地球上には179の国家が存在する―異質で、多面性を持ち、繊細さを持った個々の国々、映画、著者、様々な風景、流行の服装など…。今から5000字で語ろうとしていることがある。そして才人メイク・スティーヴンスについて語るのはわずか2000字であるが、ここで一つのポイントを示そうと思う。

ウェールズのポピュラー・ミュージック・シーンにおいて彼は、過去30年間に渡って絶対的なフォーク、ロック・シンガーであるということだ。それはアメリカにおけるディラン、スプリングスティーンであり、スウェーデンのランデルであり、ブラジルのヴェロッソであり、フランスのゲーンズブールであり、ジャマイカのプリンス・ジャズボウ同様重要な存在なのである。

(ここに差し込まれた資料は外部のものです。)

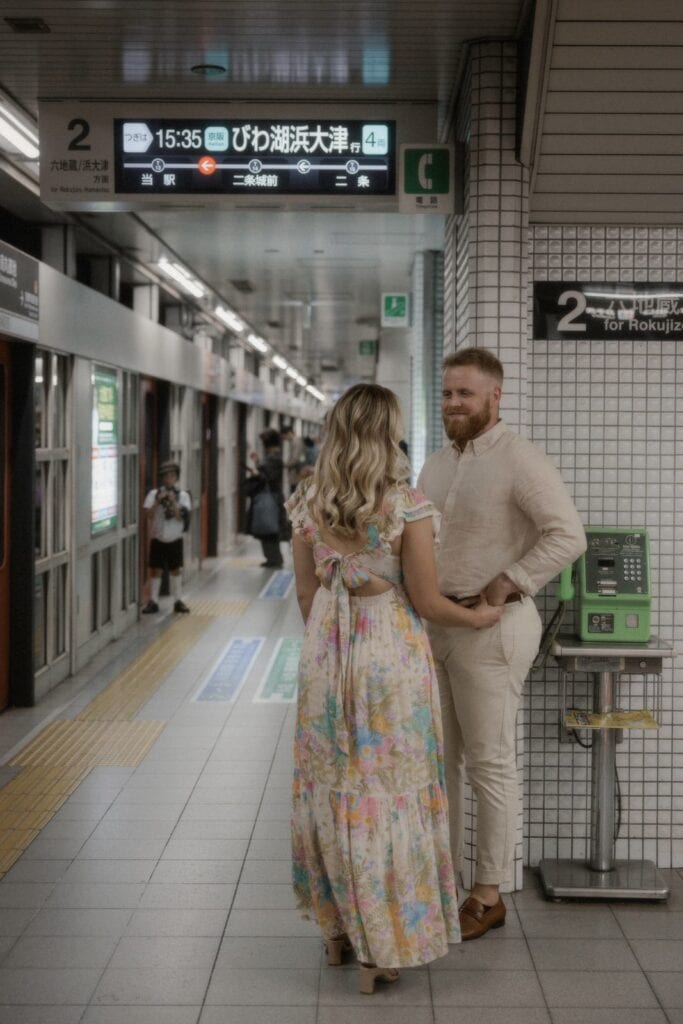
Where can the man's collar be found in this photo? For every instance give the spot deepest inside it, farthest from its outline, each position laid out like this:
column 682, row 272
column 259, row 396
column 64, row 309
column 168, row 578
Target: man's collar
column 484, row 440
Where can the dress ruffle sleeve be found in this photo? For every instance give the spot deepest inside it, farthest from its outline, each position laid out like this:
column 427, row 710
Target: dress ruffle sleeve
column 409, row 505
column 297, row 510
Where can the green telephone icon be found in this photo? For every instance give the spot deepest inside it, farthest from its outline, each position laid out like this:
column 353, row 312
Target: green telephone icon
column 610, row 587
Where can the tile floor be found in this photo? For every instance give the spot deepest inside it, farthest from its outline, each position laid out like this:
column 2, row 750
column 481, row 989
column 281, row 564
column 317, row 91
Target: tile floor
column 161, row 895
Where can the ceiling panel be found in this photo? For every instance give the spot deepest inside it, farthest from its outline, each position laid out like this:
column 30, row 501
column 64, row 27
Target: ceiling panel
column 610, row 145
column 313, row 275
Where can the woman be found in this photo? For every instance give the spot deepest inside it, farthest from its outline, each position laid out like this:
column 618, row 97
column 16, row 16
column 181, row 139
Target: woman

メイクのレコーディング作品の90%は自国語であるウェールズ語で吹き込まれた。もちろん我々はシンガーが何を歌っているのか分からなくとも、音楽的スリルを味わうことができる。しかしメイクに関する場合、我々はそのどちらも楽しむことができるのだ。彼は1枚英語で作品を残している。不朽のOutlanderは、これを読んでいるあなたにおススメの1枚だ。

1964年のメイクの初のレコーディングから、1971年に至るまで、続くワーナー・ブラザースUKでのOutlanderで彼は、ウェールズ語と英語両方で作詞し、歌っている。1971年以降はいくつかの例外を除いて、彼はウェールズ語のみで歌った。なぜ私がこういった不器用とも取れるポイントを強調するのか?なぜなら人々にとって英国内でウェールズ語を使って歌うことは、スペインでバスク語を使って歌うこと、あるいはアメリカにおいてチェロキー語で歌うようなものだからである。それは民族同様、個人にとって明らかな政治的表明なのである。独立系のウェールズのレコード会社の誕生は、元々メイクに遡ることができる。Sainレーベルは、今日では音楽に関する限り、全てウェールズ語であり、60年代後半メイクの協力によって設立された。Wrenレーベルは、メイクの共同所有であり、そこからは彼の最も重要な(そして探し出すのが非常に困難な)レコードのいくつかがリリースされていた。

60年代後半に一連のEPをリリースした後、発表されたOutlanderは、当に驚くべき音楽的振幅と力強さに溢れていた。これはパワフルなフォーク/ロック/サイケデリック、そして(あるいは)ロッキー・エリクソンやフィル・オークスのような特異性を持った、彼独自の音楽だ。しかしメイクと比類しうる60年代半ばのアイコンたちから、彼が拝借したり、インスパイアされた訳ではない。なぜなら彼の音楽は、それら同様、肥沃な環境において創造され、形作られたのであり、これらのレコーディングの数々は、ビートルズやディランのそれと同時期に進行していたものであるからだ。メイクはジャクソン・C・フランク(親友である)、マーティン・カーシー、デイヴィ・グレアム、シド・バレット(彼は二度ウェールズのメイクのところへ赴いている)、バート・ヤンシュ、ポール・サイモンそしてボブ・ディランとさえも一緒にギグを行ってきた。ビートルズとストーンズは同じクラブで時を過ごし、(ある時は)同じ女の子たちに接近していた。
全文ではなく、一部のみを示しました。